= Hans Zantema =

Dutch mathematician and computer scientist

Hans Zantema (1956 - 28 January 2025) was a Dutch mathematician and computer scientist, and professor at Radboud University in Nijmegen, known for his work on termination analysis.

== Biography ==
Born in Goingarijp, the Netherlands, Zantema received his PhD in algebraic number theory in 1983 at the University of Amsterdam under supervision of Hendrik Lenstra Jr. for the thesis, entitled "Integer Valued Polynomials in Algebraic Number Theory."

After graduation, Zantema spent a few years of employment in the industry before he switched to computer science: from 1987 to 2000 at Utrecht University and since 2000 at Eindhoven University of Technology.
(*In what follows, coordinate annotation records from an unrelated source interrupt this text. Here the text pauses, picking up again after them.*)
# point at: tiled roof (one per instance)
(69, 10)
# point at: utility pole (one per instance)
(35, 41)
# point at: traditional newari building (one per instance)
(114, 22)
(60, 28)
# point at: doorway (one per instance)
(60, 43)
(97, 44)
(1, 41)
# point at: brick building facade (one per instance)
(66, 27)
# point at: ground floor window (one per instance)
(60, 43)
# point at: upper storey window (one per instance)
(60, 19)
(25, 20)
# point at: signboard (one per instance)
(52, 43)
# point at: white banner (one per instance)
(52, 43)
Since 2007 he was also a part-time full professor at Radboud University in Nijmegen. His main achievements are in term rewriting systems, in particular in automatically proving termination of term rewriting. His name is attached to
Zantema's problem, namely whether the string rewrite system 0011 -> 111000 terminates.
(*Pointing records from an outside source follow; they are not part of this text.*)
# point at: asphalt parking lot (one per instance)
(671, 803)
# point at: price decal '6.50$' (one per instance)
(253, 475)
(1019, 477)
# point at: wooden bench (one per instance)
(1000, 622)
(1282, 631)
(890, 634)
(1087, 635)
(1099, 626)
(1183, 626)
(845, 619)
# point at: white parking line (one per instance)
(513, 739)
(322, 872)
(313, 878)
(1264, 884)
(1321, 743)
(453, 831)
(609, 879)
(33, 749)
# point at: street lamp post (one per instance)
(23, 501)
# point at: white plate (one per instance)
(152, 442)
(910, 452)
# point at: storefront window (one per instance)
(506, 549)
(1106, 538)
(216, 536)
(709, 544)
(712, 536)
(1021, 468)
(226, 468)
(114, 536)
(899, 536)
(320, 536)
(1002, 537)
He also contributed to the theory and especially the visualisation of streams. This led to the book "Playing with Infinity".

== Selected publications ==
- Zantema, Hans. 1983. Integer Valued Polynomials in Algebraic Number Theory. PhD thesis
- Zantema, Hans. 2007 De achterkant van Sudoku. Oplossen, programmeren en ontwerpen. Aramith Hersengymnastiek.

Articles, a selection:
- Zantema, Hans. "Termination of term rewriting: interpretation and type elimination." Journal of Symbolic Computation 17.1 (1994): 23–50.
- Zantema, Hans. "Termination of term rewriting by semantic labelling." Fundamenta Informaticae 24.1 (1995): 89-105.
- Endrullis, Jörg, Johannes Waldmann, and Hans Zantema. "Matrix interpretations for proving termination of term rewriting ." Journal of Automated Reasoning 40.2-3 (2008): 195–220.